How to Download All Images from a Website at Once (2026 Guide)

How to download all images from a website or page at once — free Chrome method. Batch download, filter by size, convert WebP to PNG/JPG, and save every image as a ZIP.

There are plenty of reasons you might need every image from a webpage — gathering design inspiration, archiving a portfolio, saving product photos for a comparison spreadsheet, or backing up your own site's assets. Whatever the case, right-clicking and saving images one at a time is tedious and incomplete. Many images are loaded dynamically, served in formats your OS can't preview, or embedded as CSS backgrounds that don't appear in the right-click menu at all. The right tool can detect, filter, convert, and download every image on a page in seconds.

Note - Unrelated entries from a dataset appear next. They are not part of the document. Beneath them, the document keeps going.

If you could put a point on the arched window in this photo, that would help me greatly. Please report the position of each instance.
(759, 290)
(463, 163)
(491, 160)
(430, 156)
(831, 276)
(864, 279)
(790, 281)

When You Need to Download All Images

Batch image downloading comes up more often than you'd expect. Designers collect moodboards and reference images from multiple sites. E-commerce professionals need competitor product photos for market research. Content creators archive visual assets before a site redesign or migration. Researchers save charts, infographics, and data visualizations for offline analysis. Students collect figures from academic resources for study materials. In all these cases, the manual save-one-by-one approach wastes time and frequently misses images that aren't standard img tags.

Method 1: ExtForge Image Downloader — Step by Step

ExtForge Image Batch Downloader & Converter is the most straightforward approach for downloading all images from a webpage. Here's the complete process:

1. Install the extension from the Chrome Web Store — it takes about 10 seconds

2. Navigate to the page containing the images you want

3. Scroll through the entire page to trigger any lazy-loaded images

4. Click the ExtForge icon in your toolbar — the extension scans the page and displays every detected image in a grid

5. Review the results — you'll see image thumbnails with their dimensions, file size, and format

6. Select the images you want, or click Select All to grab everything

7. Choose an output format if you want to convert (PNG, JPG, or WebP)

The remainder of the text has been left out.